Sandra Bland, the 28-year old Black woman from Naperville, Illinois who was arrested for allegedly assaulting a police officer during a traffic stop in Waller County, Texas on July 10 and was found dead in a jail cell three days later, is the latest victim of police brutality against African American women, says Columbia Law School Professor Kimberlé Crenshaw, a leading authority on how law and society are shaped by race and gender.
In honor of Bland, and to continue to call attention to violence against Black women in the U.S., the African American Policy Forum, the Center for Intersectionality and Social Policy Studies at Columbia Law School, and Andrea Ritchie, Soros Justice Fellow and expert on policing of women and LGBT people of color, have updated a report first issued in May, 2015, “Say Her Name: Resisting Police Brutality Against Black Women.” The new version includes the circumstances around Bland’s suspicious death—which is being investigated by the Texas Rangers in coordination with the FBI—and documents stories of Black women who have been killed by police, shining a spotlight on forms of police brutality often experienced disproportionately by women of color.
Say Her Name is intended to serve as a resource for the media, organizers, researchers, policy makers, and other stakeholders to better understand and address Black women’s experiences of profiling and policing.
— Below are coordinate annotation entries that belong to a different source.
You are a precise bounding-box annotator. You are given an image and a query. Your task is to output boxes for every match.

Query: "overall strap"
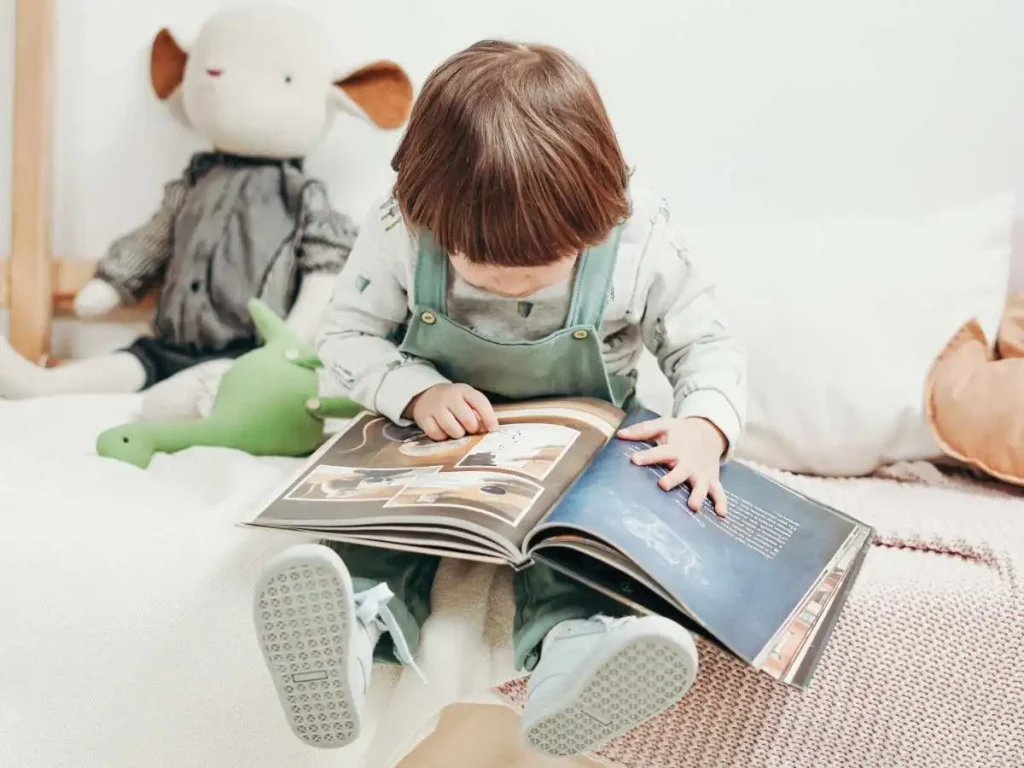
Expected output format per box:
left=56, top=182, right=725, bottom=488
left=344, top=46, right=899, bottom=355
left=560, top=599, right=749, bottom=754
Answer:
left=568, top=225, right=623, bottom=328
left=413, top=231, right=447, bottom=314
“Although Black women are routinely killed, raped, and beaten by the police, their experiences are rarely foregrounded in popular understandings of police brutality,” said Crenshaw, director of Columbia Law School’s Center for Intersectionality and Social Policy Studies and co-author of the report. “Yet, inclusion of Black women’s experiences in social movements, media narratives, and policy demands around policing and police brutality is critical to effectively combatting racialized state violence for Black communities and other communities of color.”
In addition to stories of Black women who have been killed by police and who have experienced gender-specific forms of police violence, Say Her Name provides some analytical frames for understanding their experiences and broadens dominant conceptions of who experiences state violence and what it looks like.